With telecommuting working so well, many organizations are questioning the role of the office per se. While it may be tempting to radically cut costs by downsizing permanently, organizational leaders and people functions are starting to acknowledge that the real question is not whether they need premises, but how they use them. To ensure the continued organizational success and effectiveness, organizations should be looking to do this at the micro and individual level, reaching out to their people and asking them what they need, to develop the physical shared workplace of the future. Just as each individual’s life situation is unique, so too are their demands of the workplace. Some will crave a place for quiet reflection and concentration. Others will want a hub for conversation and collaboration. And few now relish a long daily commute.

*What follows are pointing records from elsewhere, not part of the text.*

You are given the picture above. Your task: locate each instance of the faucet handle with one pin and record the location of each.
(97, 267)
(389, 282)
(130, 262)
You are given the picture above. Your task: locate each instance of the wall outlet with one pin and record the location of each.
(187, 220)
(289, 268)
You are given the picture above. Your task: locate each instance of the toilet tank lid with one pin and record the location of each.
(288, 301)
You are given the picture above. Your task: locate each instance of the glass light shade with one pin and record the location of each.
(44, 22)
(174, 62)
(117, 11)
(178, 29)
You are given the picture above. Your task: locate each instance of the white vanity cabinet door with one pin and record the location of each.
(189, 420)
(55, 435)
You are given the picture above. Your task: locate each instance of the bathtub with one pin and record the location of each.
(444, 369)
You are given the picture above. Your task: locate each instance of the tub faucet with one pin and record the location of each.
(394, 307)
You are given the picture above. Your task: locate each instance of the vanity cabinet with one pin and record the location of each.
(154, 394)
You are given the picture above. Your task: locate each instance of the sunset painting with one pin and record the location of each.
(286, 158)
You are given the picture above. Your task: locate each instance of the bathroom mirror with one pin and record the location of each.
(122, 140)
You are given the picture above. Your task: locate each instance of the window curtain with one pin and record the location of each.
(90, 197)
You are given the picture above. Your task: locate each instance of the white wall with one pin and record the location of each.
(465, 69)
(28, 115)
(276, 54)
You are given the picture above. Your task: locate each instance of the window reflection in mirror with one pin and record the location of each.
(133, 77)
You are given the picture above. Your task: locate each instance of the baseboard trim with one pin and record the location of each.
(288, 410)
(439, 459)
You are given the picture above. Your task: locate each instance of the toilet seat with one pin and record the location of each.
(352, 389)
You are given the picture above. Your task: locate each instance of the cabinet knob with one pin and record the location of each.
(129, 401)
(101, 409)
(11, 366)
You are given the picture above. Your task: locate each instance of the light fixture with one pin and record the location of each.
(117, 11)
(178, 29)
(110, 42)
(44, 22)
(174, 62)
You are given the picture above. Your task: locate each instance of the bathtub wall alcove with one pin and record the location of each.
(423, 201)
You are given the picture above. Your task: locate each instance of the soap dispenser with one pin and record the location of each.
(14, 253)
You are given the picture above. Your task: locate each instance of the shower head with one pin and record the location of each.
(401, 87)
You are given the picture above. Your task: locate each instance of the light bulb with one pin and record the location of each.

Bringing these different aspects together into a cohesive concept will require companies to embrace different working and workplace models. The physical infrastructure of shared space for connecting, collaborating or concentrating could take the form of hub-and-spoke models at central and other locations, complemented by flexible working week options that empower people to make work work for them.
Benefits and experience will remain important in attracting and retaining talent (in)to an organization. As we move toward a hybrid work force, it will be interesting to see how organizations tackle the potential for inequality in terms of benefits and experience. What counts as a benefit and how – or where – do you provide it? Leading organizations are putting people in the driving seat and enabling them to choose the benefits and approaches that work for them. Customer experience concepts are now being reflected in the employee experience, with naturally some degree of segmentation, but with individuals ultimately choosing the options that suit their lifestyle and needs best. The significance of corporate purpose has grown as the act of work has shifted from something most people go out to do, to an activity that starts and ends seamlessly in the home or other locations. Giving people a sense of purpose, empowering them to fit work seamlessly into life, giving them freedom and flexibility to choose their benefits: this is true equity.
Listen, then act – an agile approach
Responding to people’s changing needs and expectations means listening first – and then putting insights into action. Truly agile and transformative organizations are regularly checking in with their people, through the use of both active and passive listening activities. Then they’re adopting approaches – rather than procedures – that can be adapted as situations and sentiments shift. Real agility comes from flexible approaches that consistently and constantly align people’s needs and behaviors with business needs.
An agile approach has the added advantage of enabling leaders to change course rapidly. As the onus shifted from duty of care in the (external) workplace to duty of care for a throng of remote workers, organizations and leaders needed to adjust to a new role. If anything, the pandemic has shown employees that leadership cannot and do not always have all the answers all of the time. Despite this, the workforce has shown that they will always respond positively to leaders who are clear on principles, make decisions based on data, communicate regularly, seek dialogue and show empathy.
In today’s new world of work, strong leaders are those that show humanity and courage and focus on well-being. They share their own experience to build trust, empathy and a culture of bottom-up dialogue.